3) Number of Marketing Employees
- Why: No marketing employees means you don’t have an internal champion. Instead, you’re dealing with someone who’s doing a million other things and doesn’t care about marketing as a priority.
4) Revenues
- Why: Tells you if they can afford you. Also lets you say, “Companies in your industry should spend [X%] of revenues on marketing,” and see how they react to that figure.
5) Project / Retainer Budget
- Why: Tells if they can afford you, for the level of work they want/need.
6) Overall Marketing Budget
- Why: Shows how this work fits into their other marketing.
7) Do they currently work with an agency? Which one?
- Why: You don’t want to be their first agency. You also want to know why they’re firing their last agency. They may be firing the agency after having unrealistic expectations… which means a high chance that it’ll happen to you, too.
8) What’s the project deadline?
- Why: Helps you decide if you can get it done fast enough. Get input from your PM team on whether it’s doable given the current project workload. Helps you add a rush-rate premium to your quote(s) if you have to bring in extra resources.
9) What’s their ideal outcome when the project (or retainer) is done?
- Why: What do they expect?
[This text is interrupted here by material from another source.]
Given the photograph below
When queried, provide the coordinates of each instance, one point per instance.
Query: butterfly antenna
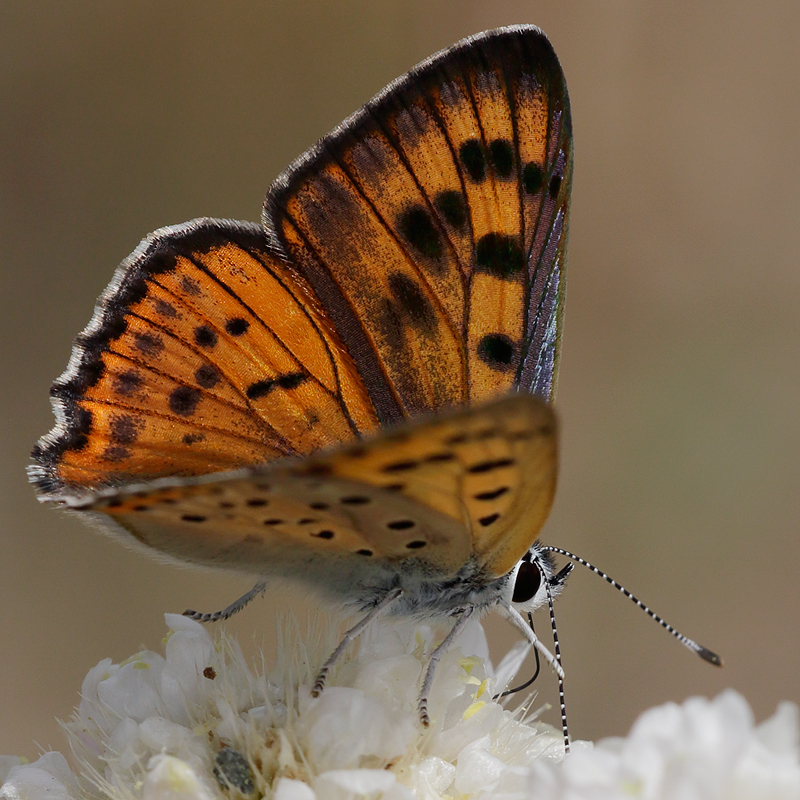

Is it realistic? Can you deliver, especially on their budget?
10) Who do they see as their competitors?
- Why: Gives you data for discussions, and you can briefly check out the competition to see what they’re doing. Also helps you understand if they have national competitors or local competitors, which would significantly affect minimum budgets.
11) What other companies do they admire (even in other industries)?
- Why: Who are they comparing themselves to? If they expect Apple-level marketing on a tiny budget, you want to know ahead of time.
12) What prior projects has your agency done in their industry?
- Why: It’s easier to sell a prospect if you have relevant portfolio work.
Customizing the List for Your Digital Marketing Agency
You’ll have to decide which of them to include on the list, and which of them will be “minimum requirement” dealbreakers or not. You want the list to be as short as possible (so it’s easy for you or the salesperson to implement it), but long enough to capture what’s important.
As a minimum, I’d require knowing #2, #3, #7, and #9 before you’ll agree to a meeting. I’d also include #5 (unless you find even well-qualified prospects won’t disclose budget) and probably #12 (since most clients want agencies who’ve worked in their industry before).
When you’re an agency owner with a sales team, the idea is that your salesperson will have done 1-2 calls and possibly a solo meeting before they bring you in. More importantly, they need to do this work before they bring any billable people to a sales meeting. Having a billable person there means the billable person isn’t making you money.
Question: What’s on your digital marketing agency’s Sales Prospect Checklist?